Este ferrocarril es, sin lugar a dudas, el producto de la lucha e insistencia de los mismos habitantes, autoridades y prensa de Chiloé. Ya a fines del siglo XIX los periódicos de la zona insistían permanentemente en la necesidad del ferrocarril y la ciudadanía adoptó como medida de presión el votar en las elecciones por los candidatos que se manifestaran partidarios del tren. Por aquel tiempo, el Gobierno de Chile, tenía planteado un plan de desarrollo ferroviario hasta Puerto Montt, no incluyendo la isla de Chiloé, ya que esta no representaba un polo de desarrollo económico para el país.

El primer proyecto para su construcción fue presentado por el Senador de las provincias de Llanquihue y Chiloé, el señor Ramón Ricardo Rozas, el 1 de agosto de 1889. Lamentablemente este proyecto no fue aprobado "por economías", el argumento era que "el año estaba avanzado en materias presupuestarias". Sin embargo, esta respuesta permitía mantener las esperanzas, puesto que técnicamente era factible.

El paso siguiente lo dio el Diputado por Chiloé Ignacio García S., quien obtuvo $20.000, con los cuales se encargó un reconocimiento previo al ingeniero Direhler y a un nivelador; trabajos que nunca se concretaron.

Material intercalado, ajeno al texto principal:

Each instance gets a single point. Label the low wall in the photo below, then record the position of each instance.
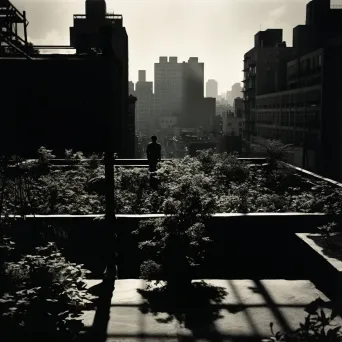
(243, 243)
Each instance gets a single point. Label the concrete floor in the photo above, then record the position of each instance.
(246, 309)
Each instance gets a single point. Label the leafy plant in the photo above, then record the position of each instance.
(175, 245)
(46, 294)
(317, 327)
(276, 151)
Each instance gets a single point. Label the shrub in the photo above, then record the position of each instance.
(175, 245)
(316, 328)
(45, 295)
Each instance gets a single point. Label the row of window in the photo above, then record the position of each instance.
(294, 105)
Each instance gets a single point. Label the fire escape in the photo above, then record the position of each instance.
(11, 43)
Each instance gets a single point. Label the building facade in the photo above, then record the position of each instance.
(97, 31)
(211, 89)
(306, 110)
(231, 125)
(179, 95)
(145, 105)
(264, 70)
(238, 107)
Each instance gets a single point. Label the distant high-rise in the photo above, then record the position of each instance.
(144, 119)
(264, 71)
(290, 94)
(97, 30)
(211, 88)
(131, 88)
(168, 87)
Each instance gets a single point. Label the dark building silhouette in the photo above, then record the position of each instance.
(305, 110)
(65, 100)
(145, 121)
(88, 33)
(57, 106)
(264, 70)
(211, 88)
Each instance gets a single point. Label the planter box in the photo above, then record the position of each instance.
(244, 245)
(324, 267)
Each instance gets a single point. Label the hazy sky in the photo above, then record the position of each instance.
(219, 32)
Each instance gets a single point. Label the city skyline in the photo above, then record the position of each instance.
(153, 31)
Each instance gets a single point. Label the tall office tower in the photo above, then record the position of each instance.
(193, 78)
(144, 107)
(168, 87)
(179, 95)
(236, 91)
(211, 88)
(97, 30)
(264, 71)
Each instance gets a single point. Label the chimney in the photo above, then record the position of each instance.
(142, 75)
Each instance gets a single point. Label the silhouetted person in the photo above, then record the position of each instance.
(153, 152)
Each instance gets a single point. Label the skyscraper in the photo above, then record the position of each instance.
(92, 32)
(144, 107)
(211, 88)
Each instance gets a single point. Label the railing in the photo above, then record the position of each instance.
(108, 16)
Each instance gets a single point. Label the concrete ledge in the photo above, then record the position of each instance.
(314, 175)
(149, 216)
(326, 271)
(126, 162)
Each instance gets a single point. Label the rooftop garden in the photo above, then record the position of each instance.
(232, 184)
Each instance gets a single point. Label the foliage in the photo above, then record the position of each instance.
(235, 186)
(327, 229)
(43, 293)
(45, 155)
(174, 245)
(317, 327)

Más tarde en 1905, el mismo Diputado García, en acuerdo con su colega Guillermo Pereira, consiguen en el Congreso Nacional la suma de $35.000, destinado al Estudio del anteproyecto, que fue realizado por el Ingeniero Jorge Hevister y el Ingeniero Carlos Briceño.

Aunque el tiempo seguía pasando, los periódicos no daban tregua. El 10 de junio de 1907, el periódico "La Industria" -de Castro- reinicia la campaña pro-tren ofreciendo fuertes argumentos a favor de la construcción del tren chilote. Al mismo tiempo, el Gobierno del Presidente Pedro Montt aprueba el tramo Osorno - Puerto Montt, lo que aviva más las esperanzas en Chiloé, las que comienzan a ver frutos cuando se encarga a una compañía Franco-Belga el realizar los estudios acerca de la construcción del ferrocarril, los que son terminados en 1908, iniciándose con ello la etapa de llamado a Propuesta Pública.

Eleazar Lezaeta, constructor del FC de Ancud a CastroEl 28 de julio de 1908 se firma el decreto que ordena la construcción del ferrocarril de Ancud a Castro, adjudicándose la propuesta a la Compañía Lezaeta & Durán Hnos. y Cía., representada por el señor Eleazar Lezaeta. La propuesta, por la suma de $2.950.000, contempla el establecimiento de una vía férrea con una trocha de 60 cm para unir ambas ciudades e incluye puentes, terraplenes, estaciones equipadas, un malecón en la ciudad de Castro para la ubicación de la estación además de dos muelles en esa ciudad y otro en la caleta Lechagua, al poniente de Ancud.

Cabe señalar que hubo quienes hicieron grandes esfuerzos por lograr que la trocha fuera de 75 cm, lo que habría permitido una mayor capacidad de carga con un aumento muy pequeño en el costo.

Las obras comenzaron entre 1909 y 1910 con el despeje del terreno (trincheras, terraplenes etc.) y la elección del lugar para la ubicación de la Estación Castro. Ya en los primeros meses de 1910 la empresa contratista anuncia la compra de los durmientes, para comenzar a construir la vía. Estos fueron comprados a $0,35 cada uno, con maderas de coigüe colorado, tenío, muermo o luma. Las dimensiones de los durmientes eran de 1,30 mt. de largo por 5" y 8" de diámetro. Cabe señalar que la puesta de los durmientes se hizo de estación a estación y a un tiempo uniforme a lo largo de la vía, empleándose para ello a subcontratistas.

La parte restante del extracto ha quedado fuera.